軽やかに、笑む。
彼女はスキップしながらスーパーへ向かう。
もちろん俺も一緒だ。
これがデート?!?!
女の子と一緒に街を歩く……
これは……
間違いなく……
デート!!!!!!!!
「末松さんは食べ物、何が好きだったんですか?」
彼女は軽やかにスキップしながら俺に質問してきた。
21時近いといってもぼちぼち人は歩いている。
周りから俺は見えていないわけだから彼女は一人で喋ってる変な人になってしまっている。
傍から見ればかわいい女の子が隣に誰かいるように話しかけてる異様な光景に見えるだろう。

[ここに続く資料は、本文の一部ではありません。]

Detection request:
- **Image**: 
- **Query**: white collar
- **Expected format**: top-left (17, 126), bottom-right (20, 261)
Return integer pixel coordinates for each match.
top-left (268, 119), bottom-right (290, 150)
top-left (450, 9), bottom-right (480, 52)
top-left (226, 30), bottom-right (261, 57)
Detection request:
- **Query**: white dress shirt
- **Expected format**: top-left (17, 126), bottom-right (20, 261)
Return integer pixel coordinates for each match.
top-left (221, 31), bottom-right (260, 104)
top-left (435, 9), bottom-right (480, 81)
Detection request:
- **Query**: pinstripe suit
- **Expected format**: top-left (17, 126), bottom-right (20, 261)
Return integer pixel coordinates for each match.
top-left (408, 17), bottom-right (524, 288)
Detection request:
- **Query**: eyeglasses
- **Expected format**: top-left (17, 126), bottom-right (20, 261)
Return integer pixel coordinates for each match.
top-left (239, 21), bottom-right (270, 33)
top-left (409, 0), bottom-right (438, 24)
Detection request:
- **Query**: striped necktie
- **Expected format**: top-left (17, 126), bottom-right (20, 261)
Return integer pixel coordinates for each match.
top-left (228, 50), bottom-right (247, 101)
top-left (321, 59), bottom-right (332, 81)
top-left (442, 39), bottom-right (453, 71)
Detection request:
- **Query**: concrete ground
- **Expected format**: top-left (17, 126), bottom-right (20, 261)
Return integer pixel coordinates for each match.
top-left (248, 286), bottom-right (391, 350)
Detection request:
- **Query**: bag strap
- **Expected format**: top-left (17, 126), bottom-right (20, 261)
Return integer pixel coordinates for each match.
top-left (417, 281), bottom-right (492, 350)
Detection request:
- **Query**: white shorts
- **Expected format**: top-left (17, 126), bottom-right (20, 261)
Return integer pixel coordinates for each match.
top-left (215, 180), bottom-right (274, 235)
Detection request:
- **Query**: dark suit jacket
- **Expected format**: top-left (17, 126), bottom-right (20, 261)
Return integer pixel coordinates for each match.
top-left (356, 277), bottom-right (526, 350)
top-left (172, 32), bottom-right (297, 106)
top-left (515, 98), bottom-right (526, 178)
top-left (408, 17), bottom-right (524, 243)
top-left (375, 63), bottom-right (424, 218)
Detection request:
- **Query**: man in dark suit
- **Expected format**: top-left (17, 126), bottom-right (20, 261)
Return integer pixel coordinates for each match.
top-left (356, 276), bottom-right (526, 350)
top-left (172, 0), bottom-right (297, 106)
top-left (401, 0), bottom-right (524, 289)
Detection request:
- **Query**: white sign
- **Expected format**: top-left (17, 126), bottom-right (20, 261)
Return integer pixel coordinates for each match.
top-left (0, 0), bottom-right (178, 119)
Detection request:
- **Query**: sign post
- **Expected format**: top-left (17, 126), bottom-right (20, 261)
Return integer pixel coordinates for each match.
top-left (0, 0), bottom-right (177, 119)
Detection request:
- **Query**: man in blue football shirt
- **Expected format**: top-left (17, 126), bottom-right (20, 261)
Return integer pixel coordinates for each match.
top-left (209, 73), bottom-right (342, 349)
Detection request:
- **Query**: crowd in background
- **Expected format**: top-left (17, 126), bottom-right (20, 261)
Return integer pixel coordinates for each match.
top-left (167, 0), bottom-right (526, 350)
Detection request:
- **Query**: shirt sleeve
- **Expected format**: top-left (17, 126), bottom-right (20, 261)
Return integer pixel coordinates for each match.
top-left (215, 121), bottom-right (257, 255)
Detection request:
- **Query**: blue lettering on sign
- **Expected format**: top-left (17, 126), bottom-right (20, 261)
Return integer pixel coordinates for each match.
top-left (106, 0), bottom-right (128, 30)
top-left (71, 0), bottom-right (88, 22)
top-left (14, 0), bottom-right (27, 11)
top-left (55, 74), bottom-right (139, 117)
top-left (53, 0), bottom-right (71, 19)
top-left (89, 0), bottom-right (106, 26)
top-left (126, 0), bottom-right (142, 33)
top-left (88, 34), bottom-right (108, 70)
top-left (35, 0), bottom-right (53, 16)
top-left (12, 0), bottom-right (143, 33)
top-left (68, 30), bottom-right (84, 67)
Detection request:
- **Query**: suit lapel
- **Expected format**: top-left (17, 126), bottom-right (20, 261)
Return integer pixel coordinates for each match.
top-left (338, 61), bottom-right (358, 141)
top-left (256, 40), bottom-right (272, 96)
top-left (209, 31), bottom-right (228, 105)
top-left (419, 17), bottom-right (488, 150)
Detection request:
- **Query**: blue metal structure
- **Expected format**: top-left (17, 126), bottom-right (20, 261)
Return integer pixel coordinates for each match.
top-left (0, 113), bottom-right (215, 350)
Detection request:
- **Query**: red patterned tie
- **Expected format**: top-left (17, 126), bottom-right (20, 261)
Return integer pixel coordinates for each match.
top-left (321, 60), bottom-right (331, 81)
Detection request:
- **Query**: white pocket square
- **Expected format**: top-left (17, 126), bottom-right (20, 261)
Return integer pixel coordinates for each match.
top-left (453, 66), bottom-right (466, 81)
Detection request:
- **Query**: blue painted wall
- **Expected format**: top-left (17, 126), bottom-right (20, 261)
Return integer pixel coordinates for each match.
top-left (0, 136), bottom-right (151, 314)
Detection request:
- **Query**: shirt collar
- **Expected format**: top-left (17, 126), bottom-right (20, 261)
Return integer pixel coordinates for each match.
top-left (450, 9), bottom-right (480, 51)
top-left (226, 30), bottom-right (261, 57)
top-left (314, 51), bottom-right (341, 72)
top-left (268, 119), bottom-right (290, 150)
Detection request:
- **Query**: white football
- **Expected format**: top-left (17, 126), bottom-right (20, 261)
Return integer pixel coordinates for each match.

「熊井さん……僕、他の人に見えてないんで熊井さんが変な人に見られちゃいますよ!」
「いいんです!
私は今すごく気分がいいので気にしません!
それにさっき私の知り合いにですね、私はこうなんだ!って押し売りする人がクリエイティブな人なんだって言われたんです。
そして私はその人に騙されてしまったのです。」
彼女は悪戯な笑みを浮かべながら俺の方に振り向いて言った。
こりゃ一本取られた。
でもすごいかわいい。
いやマジですっごいかわいい。
うん。すっごいかわいい。
「それは悪い詐欺師に引っかかっちゃいましたね。困ったものです」
彼女はその言葉を聞いて嬉しそうに笑う。
「で!末松さんは何が好きなんですか?」
好きな食べ物はたくさんある。
焼肉も好きだし、ピザとかハンバーガーとかも好きだ。
そして俺は食べれないものがない。
これは母親と小学校の時の担任の福岡先生のおかげである。
福岡先生は定年間際の女性の先生だった。
そして福岡先生は給食を食べきるまでは絶対に席を立たせてくれない先生で、昨今だと問題になりそうだが俺が小学生の時はまだぎりぎり問題にならない時だった。
何故か給食のパンが嫌いだった俺は給食の時間でパンを食べきることが出来ず一人昼休みも次の授業の時も一人給食のお盆を机の上に置いて必死にちょびちょびパンを齧ってたのはいい思い出だ。
そして母親も出てきた料理を食べきるまでは絶対に席を立たせてくれなかった。
母親と福岡先生の英才教育を受けた俺は気がついたらゲテモノだろうがなんだろうが人が食べれるものはなんでも食べれるようになっていた。
高校生の時にクラスの文化祭の打ち上げで全員でご飯を食べに行ったときに好き嫌いが多くてほとんど食べれない子を見たときは本当に母親と福岡先生に感謝したものだ。
好き嫌いで食べれないものがあるのは意外と惨めであるこということに気づいたのはこの時だった。
え?陰キャオタクなのに打ち上げに行ったのかって?
ふっふっふっ。
高校一年の時は陽キャのクラス委員長がいきなり文化祭後のホームルームの時に打ち上げしますと言い始め、基本全員参加で!と言い半強制的に全員引き連れてお好み焼き屋さんに行ったので俺も行けたのである。
あの陽キャはすごくいいやつだった。
見た目とかで人を判断せず、陰キャオタク達の話が聞こえたら俺もそれ見てる!面白いよね!って入ってきて俺たちの話をちゃんと聞きいてそんなのあるんだ!色々知っててすごい!また話そう!もっと知りたいと言ってくれて対等に話してくれた。
あのときは陰キャオタクにもしっかり教室に居場所があって楽しかった。
あいつは本当にいいやつだった。
そして高校二年からはそいつとクラスが離れた為に、クラスの打ち上げには呼ばれなかった。
「……末さん?末松さん?」
彼女があれ?という感じで俺を見つめていた。
「ごめんなさい、ちょっと考え事をしてしまってました。
そうですね。やっぱりお寿司が好きですかね」
お寿司は昔から大好きだった。
誕生日に親が外食に連れてってくれる時に毎回お願いしていたぐらいお寿司が大好きである。
しかも誕生日の時は一皿百円ではない回転寿司に連れてってくれたのはいい思い出だ。
「なんで僕の好きなものなんて聞くんですか?」
まさか、俺に仏壇にお菓子を置くように供え物をしてくれるのだろうか。
なんていい人なんだろうか。
また涙が出そうになる。
「悪い詐欺師さんの前で食べてやろうかと思いまして」
彼女は満面の笑みで嬉しそうにそう言った。
前言撤回。
なかなかいい性格をしていらっしゃる。
それでも嬉しそうに笑う彼女はかわいかった。